Kedua, Anies memberi ruang seluas-luasnya terutama kepada rakyat kecil untuk terus bisa mengakses berbagai kemudahan agar terjadi proses peningkatan kelayakan dan kesejahteraan hidup mereka. Jl. Thamrin dan Sudirman yang semula "verboden" buat kendaraan bermotor, sekarang dibuka.
Tak kurang dari 38.000 sepeda motor yang setiap harinya lewat kedua jalan itu. Bicara soal ekonomi, berapa uang yang setiap hari bisa mengalir ke tukang gojek, pengantar makanan, pedagang asongan, dll.

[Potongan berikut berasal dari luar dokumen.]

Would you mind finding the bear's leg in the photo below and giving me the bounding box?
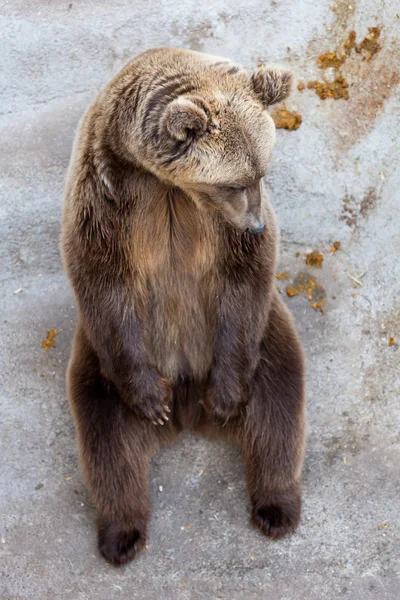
[68,326,174,564]
[241,298,305,539]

Selain itu, Anies juga membangun rumah DP 0% yang semula dianggap hayalan. Ternyata terealisasi. Warga Jakarta kini sudah punya rumah sendiri.
Demikian juga dengan kebutuhan air bersih. Warga yang rumahnya tak terpasang pipa harus keluar 40 ribu per hari untuk kebutuhan air bersih. Ini bisnis air yang bertahun-tahun dinikmati oleh Salim Group.
Anies gak perpanjang kontrak, dan DKI akan ambil alih. Diharapkan kedepan pipa air bersih bisa menjangkau semua rumah warga DKI dan mereka bisa menikmati air dengan harga yang jauh lebih murah.
Tidak hanya dari aspek ekonomi, Anies juga menghidupkan warisan seni dan budaya warga Jakarta. Lenong, wayang dan perayaan hari besar keagamaan Anies gelar sesering mungkin di lokasi-lokasi strategis di Jakarta, seperti di Ancol, Bundaran HI, Balaikota, Monas, dan Kota Tua.
Ketiga, DKI aktif mengambil peran terhadap persoalan nasional. Dimanapun ada bencana di Indonesia, Anies mengirim tim lengkap dengan bantuan logistiknya.
Anies pun mengomandoi langsung program ini. Terkini, Anies mengirim 65 tim untuk membantu bencana kebakaran di Riau. Mungkin karena inilah rakyat menyebut Anies sebagai Gubernur Indonesia.
Keempat, Anies berupaya memotret Ibu Kota dengan kamera global. Dimulai menata kota Jakarta layaknya kota-kota modern di dunia. Lihat Jl. Soedirman dan Thamrin, mungkin gak kalah penampilannya dengan New York di Amerika dan Paris di Eropa.
Begitu juga dengan Jakarta Internasional Stadion (JIS) yang sedang dalam proses pembangunan di Jakarta Utara. Stadion ini diibangun tak kalah besar dan modernnya dengan stadion punya Real Madrid di Spanyol. Anies juga menggelar berbagai even internasional di antaranya adalah balap mobil bergensi yaitu Formula E.
Kelima, Anies dengan kemampuannya berkomunikasi berhasil merangkul semua pihak. Emosinya yang stabil mampu menjaga kharismanya sebagai pemimpin untuk semuanya. Bukan hanya pemimpin untuk para pendukungnya. Ini sekaligus juga yang membedakan Anies dari umumnya para pemimpin di Indonesia. Tidak hanya dengan warga, tapi juga kemampuan berkomunikasi dengan dunia internasional.
Bagi Anies, cara dan kemampuan berkomunikasi itu menjadi ukuran leadership seseorang. Seseorang layak disebut pemimpin lokal, nasional atau internasional, diantaranya dapat dilihat dari cara dan kemampuannya berkomunikasi. Di sinilah orang sering melihat perbedaan antara Anies dengan Jokowi.
Dari lima kategori di atas kita bisa melihat apa isi otak Anies untuk Ibu Kota dan Indonesia.